We all carry some belief about “best” into our adult life. The challenge is that the two most common beliefs, “being the best” and “doing your best,” have serious dark sides that ultimately lead to discouragement. We all have limiting factors, in and out of our control, and circumstances can quickly change. We all experience seasons of life and we must adapt or we will fail in living out our values. As I recently cared for my aging mom, I lived out my values as I helped her finish her race well, but I fell short of “best” in several areas of my life during that time. Fifteen years ago, I was unaware of the need to adapt to a “season of life.” So, as I focused on “best” in one area of my life, I let down my wife and son.

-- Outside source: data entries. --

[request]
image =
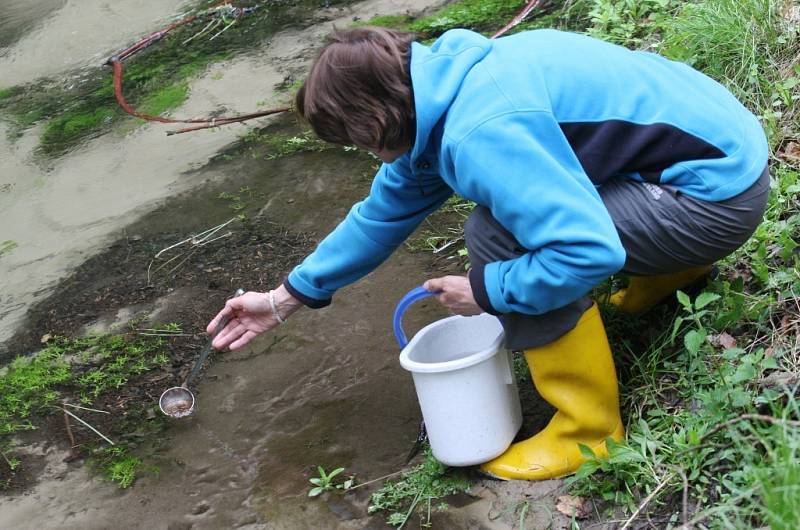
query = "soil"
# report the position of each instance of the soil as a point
(325, 389)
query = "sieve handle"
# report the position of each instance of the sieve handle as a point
(414, 295)
(204, 354)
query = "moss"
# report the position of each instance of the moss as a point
(485, 16)
(154, 80)
(478, 15)
(165, 99)
(7, 93)
(66, 129)
(388, 21)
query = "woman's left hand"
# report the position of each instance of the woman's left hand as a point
(456, 294)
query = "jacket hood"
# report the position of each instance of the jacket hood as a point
(436, 76)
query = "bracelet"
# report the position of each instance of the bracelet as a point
(281, 320)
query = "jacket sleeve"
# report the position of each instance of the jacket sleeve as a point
(521, 166)
(397, 203)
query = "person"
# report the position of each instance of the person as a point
(584, 159)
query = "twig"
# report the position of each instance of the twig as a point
(749, 417)
(743, 417)
(7, 460)
(165, 334)
(98, 433)
(86, 408)
(647, 501)
(375, 480)
(69, 430)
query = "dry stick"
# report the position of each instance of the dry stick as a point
(98, 433)
(87, 408)
(647, 501)
(754, 417)
(375, 480)
(69, 430)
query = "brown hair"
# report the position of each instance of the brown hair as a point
(358, 91)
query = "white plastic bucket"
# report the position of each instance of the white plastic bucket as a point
(465, 386)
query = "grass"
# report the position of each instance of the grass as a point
(84, 369)
(155, 80)
(418, 491)
(704, 422)
(750, 46)
(167, 98)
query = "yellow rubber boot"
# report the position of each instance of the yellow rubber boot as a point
(576, 375)
(644, 292)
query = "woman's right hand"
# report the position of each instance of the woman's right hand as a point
(250, 315)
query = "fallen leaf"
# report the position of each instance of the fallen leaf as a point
(570, 506)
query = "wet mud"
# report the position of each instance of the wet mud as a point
(324, 389)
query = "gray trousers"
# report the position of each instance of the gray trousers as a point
(661, 229)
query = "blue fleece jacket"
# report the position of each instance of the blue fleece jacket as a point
(529, 126)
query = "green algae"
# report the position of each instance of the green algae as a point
(155, 80)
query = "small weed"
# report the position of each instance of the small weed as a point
(400, 22)
(325, 482)
(7, 246)
(165, 99)
(33, 386)
(239, 201)
(118, 465)
(417, 489)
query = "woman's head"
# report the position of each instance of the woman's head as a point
(358, 91)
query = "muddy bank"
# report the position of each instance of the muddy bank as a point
(326, 389)
(43, 38)
(57, 212)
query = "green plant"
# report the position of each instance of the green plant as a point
(119, 466)
(751, 46)
(417, 488)
(325, 482)
(630, 22)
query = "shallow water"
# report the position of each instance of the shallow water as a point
(17, 17)
(325, 389)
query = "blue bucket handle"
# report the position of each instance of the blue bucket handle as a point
(414, 295)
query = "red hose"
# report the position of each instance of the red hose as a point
(206, 123)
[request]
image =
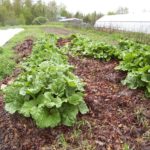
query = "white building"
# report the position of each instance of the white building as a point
(127, 22)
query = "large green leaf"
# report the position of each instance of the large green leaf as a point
(75, 99)
(83, 107)
(68, 114)
(45, 118)
(12, 107)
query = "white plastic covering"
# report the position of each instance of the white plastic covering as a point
(127, 22)
(6, 35)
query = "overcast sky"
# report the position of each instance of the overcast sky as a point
(86, 6)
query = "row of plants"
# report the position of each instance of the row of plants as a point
(46, 90)
(134, 58)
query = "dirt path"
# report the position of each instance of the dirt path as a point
(117, 116)
(58, 31)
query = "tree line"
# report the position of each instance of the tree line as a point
(20, 12)
(15, 12)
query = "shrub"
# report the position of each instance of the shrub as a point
(39, 20)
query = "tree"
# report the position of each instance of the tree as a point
(122, 10)
(63, 11)
(52, 11)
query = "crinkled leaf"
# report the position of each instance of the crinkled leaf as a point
(45, 118)
(83, 107)
(75, 99)
(69, 113)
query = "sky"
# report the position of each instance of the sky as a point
(104, 6)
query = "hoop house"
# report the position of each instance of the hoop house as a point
(126, 22)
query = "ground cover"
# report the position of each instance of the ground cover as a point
(118, 117)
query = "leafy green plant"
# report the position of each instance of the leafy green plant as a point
(86, 47)
(46, 90)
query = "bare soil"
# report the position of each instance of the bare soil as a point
(58, 31)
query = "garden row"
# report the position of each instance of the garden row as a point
(134, 58)
(46, 90)
(49, 92)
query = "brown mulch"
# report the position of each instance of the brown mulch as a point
(112, 105)
(58, 31)
(111, 122)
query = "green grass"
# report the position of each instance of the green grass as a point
(7, 53)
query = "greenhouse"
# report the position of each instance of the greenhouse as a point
(126, 22)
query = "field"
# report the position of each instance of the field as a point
(112, 67)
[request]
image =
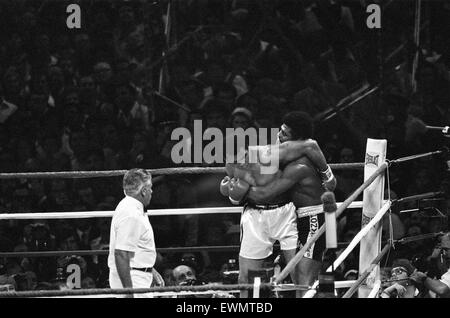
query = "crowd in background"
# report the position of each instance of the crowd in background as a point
(107, 97)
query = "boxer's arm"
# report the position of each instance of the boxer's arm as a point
(293, 150)
(285, 181)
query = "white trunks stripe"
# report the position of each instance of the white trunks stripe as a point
(309, 210)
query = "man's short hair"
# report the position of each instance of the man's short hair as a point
(135, 179)
(300, 123)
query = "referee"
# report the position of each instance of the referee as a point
(132, 251)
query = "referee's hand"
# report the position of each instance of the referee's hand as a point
(157, 279)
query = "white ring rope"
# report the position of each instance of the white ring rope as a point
(375, 289)
(358, 237)
(155, 212)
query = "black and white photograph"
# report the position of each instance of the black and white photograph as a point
(224, 156)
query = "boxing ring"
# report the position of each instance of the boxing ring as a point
(369, 237)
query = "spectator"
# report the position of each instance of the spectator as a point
(400, 274)
(440, 287)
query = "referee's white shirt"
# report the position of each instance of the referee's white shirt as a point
(131, 231)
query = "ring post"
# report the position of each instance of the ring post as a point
(372, 201)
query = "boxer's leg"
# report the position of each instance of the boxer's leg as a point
(256, 244)
(246, 264)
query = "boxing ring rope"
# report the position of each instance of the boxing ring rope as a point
(155, 212)
(367, 272)
(358, 237)
(128, 291)
(154, 172)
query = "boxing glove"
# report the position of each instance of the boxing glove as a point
(224, 186)
(237, 190)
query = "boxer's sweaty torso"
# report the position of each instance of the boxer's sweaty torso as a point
(308, 190)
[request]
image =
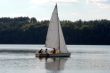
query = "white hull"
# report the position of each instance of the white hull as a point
(54, 55)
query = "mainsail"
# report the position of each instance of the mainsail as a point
(55, 38)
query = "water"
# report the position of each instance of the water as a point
(84, 59)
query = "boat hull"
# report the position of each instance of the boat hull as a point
(54, 55)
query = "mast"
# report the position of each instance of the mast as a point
(55, 38)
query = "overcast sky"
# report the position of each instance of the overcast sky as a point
(68, 9)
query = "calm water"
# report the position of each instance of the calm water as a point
(84, 59)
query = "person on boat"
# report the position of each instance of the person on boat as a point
(54, 51)
(40, 51)
(46, 51)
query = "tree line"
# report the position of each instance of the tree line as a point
(25, 30)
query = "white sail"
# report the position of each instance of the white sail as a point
(55, 37)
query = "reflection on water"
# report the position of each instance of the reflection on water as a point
(84, 59)
(55, 64)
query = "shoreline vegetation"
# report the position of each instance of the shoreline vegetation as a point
(25, 30)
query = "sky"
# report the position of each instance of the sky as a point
(67, 9)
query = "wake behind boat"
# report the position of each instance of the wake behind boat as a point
(55, 38)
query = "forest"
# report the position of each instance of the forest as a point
(25, 30)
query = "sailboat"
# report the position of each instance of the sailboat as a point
(55, 38)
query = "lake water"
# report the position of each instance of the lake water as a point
(84, 59)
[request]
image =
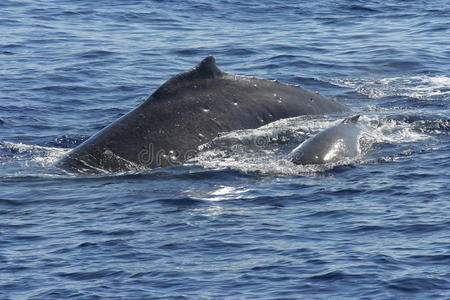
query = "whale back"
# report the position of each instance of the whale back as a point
(330, 145)
(187, 111)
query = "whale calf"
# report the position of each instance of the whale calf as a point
(189, 110)
(330, 145)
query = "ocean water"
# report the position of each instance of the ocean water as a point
(239, 221)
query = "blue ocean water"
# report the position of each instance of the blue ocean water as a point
(236, 222)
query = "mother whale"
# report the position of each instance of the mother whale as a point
(187, 111)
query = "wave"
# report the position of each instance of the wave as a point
(423, 87)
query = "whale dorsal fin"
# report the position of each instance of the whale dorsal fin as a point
(207, 68)
(351, 120)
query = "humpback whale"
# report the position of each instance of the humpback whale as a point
(189, 110)
(330, 145)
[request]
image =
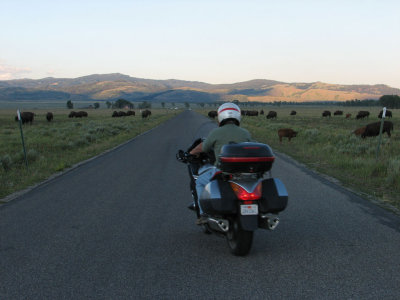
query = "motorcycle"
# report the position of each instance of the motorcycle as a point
(242, 196)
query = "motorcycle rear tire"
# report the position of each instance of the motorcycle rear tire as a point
(239, 240)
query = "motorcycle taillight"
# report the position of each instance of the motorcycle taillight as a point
(242, 194)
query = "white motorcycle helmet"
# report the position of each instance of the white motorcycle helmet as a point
(228, 111)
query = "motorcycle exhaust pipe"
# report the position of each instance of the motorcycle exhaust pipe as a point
(221, 225)
(271, 221)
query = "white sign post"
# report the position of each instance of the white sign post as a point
(22, 136)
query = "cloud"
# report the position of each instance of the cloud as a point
(8, 72)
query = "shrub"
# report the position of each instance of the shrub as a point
(6, 162)
(393, 171)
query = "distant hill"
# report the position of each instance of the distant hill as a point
(114, 86)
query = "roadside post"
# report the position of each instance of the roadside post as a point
(22, 136)
(380, 132)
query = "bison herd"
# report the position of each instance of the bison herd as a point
(369, 130)
(28, 117)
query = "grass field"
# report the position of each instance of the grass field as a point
(326, 145)
(54, 146)
(329, 146)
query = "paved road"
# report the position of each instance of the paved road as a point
(117, 227)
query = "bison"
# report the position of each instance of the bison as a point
(81, 114)
(362, 114)
(146, 113)
(326, 113)
(49, 116)
(26, 117)
(212, 114)
(251, 113)
(359, 131)
(286, 132)
(387, 115)
(272, 114)
(372, 129)
(338, 113)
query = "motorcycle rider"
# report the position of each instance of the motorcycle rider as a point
(229, 131)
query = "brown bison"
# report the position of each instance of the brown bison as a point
(362, 114)
(26, 117)
(387, 115)
(72, 114)
(146, 113)
(286, 132)
(326, 113)
(359, 131)
(251, 113)
(81, 114)
(49, 116)
(212, 114)
(372, 129)
(338, 113)
(272, 115)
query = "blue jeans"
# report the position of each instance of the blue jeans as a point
(206, 172)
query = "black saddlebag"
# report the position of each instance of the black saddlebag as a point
(274, 196)
(246, 158)
(215, 203)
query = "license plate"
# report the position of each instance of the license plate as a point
(249, 209)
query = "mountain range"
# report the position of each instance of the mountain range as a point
(116, 86)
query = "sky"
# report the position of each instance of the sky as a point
(218, 41)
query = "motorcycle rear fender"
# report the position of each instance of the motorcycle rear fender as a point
(249, 223)
(218, 198)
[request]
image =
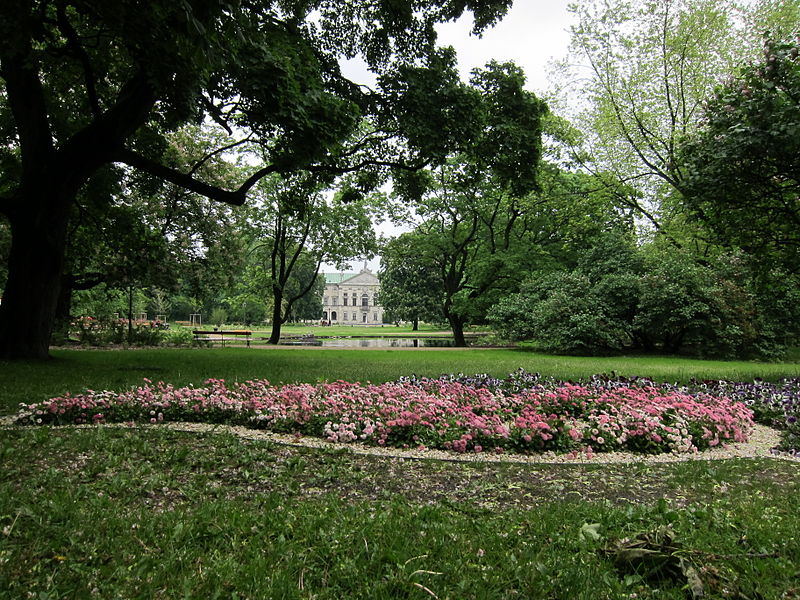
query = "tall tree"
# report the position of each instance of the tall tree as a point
(743, 165)
(296, 226)
(90, 83)
(652, 64)
(410, 288)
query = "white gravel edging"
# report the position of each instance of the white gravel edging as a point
(761, 440)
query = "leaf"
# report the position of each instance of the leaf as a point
(693, 579)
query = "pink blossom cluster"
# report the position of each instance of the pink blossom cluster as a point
(436, 414)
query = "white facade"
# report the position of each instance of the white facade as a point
(351, 299)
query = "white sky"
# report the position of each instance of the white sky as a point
(533, 33)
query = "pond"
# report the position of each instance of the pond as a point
(378, 342)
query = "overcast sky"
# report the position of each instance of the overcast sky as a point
(533, 33)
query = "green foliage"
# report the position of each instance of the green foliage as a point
(410, 290)
(106, 85)
(179, 337)
(741, 166)
(651, 298)
(218, 316)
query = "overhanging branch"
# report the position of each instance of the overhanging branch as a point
(234, 198)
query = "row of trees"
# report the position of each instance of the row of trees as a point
(214, 151)
(93, 91)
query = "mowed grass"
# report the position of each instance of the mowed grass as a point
(154, 513)
(149, 512)
(76, 370)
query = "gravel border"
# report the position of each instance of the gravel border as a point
(759, 445)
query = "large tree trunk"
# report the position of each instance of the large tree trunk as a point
(457, 325)
(35, 266)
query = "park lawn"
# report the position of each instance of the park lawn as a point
(146, 512)
(77, 370)
(149, 512)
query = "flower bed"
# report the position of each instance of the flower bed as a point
(520, 414)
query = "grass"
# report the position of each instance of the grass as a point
(77, 370)
(154, 513)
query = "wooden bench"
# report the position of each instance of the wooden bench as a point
(219, 336)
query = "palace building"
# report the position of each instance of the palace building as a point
(351, 299)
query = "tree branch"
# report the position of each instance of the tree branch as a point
(235, 198)
(73, 43)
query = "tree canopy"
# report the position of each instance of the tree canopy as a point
(743, 165)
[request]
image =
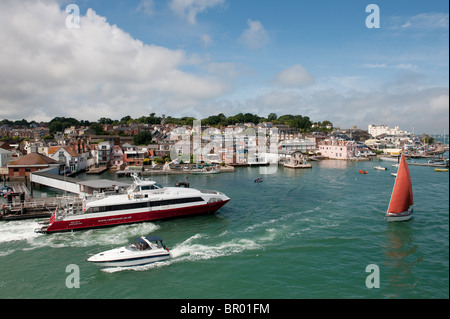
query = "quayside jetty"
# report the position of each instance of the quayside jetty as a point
(19, 202)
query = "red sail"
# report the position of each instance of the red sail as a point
(402, 196)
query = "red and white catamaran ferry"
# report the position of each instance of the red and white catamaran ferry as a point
(143, 201)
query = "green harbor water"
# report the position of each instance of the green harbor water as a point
(307, 233)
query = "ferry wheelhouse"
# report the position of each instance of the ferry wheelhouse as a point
(142, 201)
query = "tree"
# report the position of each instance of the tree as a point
(143, 138)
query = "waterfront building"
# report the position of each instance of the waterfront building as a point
(297, 144)
(116, 157)
(338, 149)
(5, 157)
(31, 163)
(377, 130)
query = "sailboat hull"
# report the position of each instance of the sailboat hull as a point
(393, 217)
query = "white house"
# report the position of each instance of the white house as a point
(338, 149)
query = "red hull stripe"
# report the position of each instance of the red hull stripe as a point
(67, 225)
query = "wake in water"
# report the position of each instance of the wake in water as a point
(23, 231)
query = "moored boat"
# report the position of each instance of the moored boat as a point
(144, 251)
(400, 205)
(143, 201)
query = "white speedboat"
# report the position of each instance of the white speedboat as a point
(145, 250)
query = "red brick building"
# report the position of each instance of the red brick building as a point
(30, 163)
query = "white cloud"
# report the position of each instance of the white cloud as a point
(427, 21)
(189, 9)
(294, 76)
(98, 70)
(147, 6)
(255, 37)
(206, 40)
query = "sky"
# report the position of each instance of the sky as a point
(328, 60)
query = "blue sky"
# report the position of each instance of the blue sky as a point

We cannot dismiss all beliefs regarding “best,” so I propose another option: develop the habit of “offering our best.” Pastor and leadership guru Andy Stanley says, “The job of a leader isn’t to fill everyone’s bucket but to make sure and empty yours each day.” I define “offering your best” as emptying your bucket each day.
In Philippians Chapter 2, verses 25 through 30, we read 148 words about a man named Epaphroditus. In terms of being famous he does not make the cut, but Paul calls him a hero. I believe Paul did so because Epaphroditus consistently offered his best by making four critical decisions.
He valued people. Paul was in a dingy, dirty jail in Rome chained to a guard because of his faith in Christ, and the Philippian Church sent Epaphroditus to encourage and provide care for Paul. Epaphroditus got very sick and almost died. Paul wrote, “He longs for all of you and is distressed because you heard he was ill.” Even during sickness, Epaphroditus’s biggest concern was for people. Offering your best only happens when you really care about people. How much do you truly care about people? What do you value more than people?
He took risks. Paul called him a soldier, risking his life, running from Philippi to Rome. We must take risks and live a life with no regrets in order to offer our best.
He was a tireless worker, which led to his sickness. Offering our best demands a deep work ethic.
He was a servant leader. Paul called him a caregiver and a messenger; both important servant roles. He was a pioneer, willing to do the work no one else would do. There is no leadership other than servant leadership. You cannot separate the call to lead from the call to serve others.
What would the next 30 days look like if you daily committed to offering your best to your family, customers, boss, co-workers, church and friends?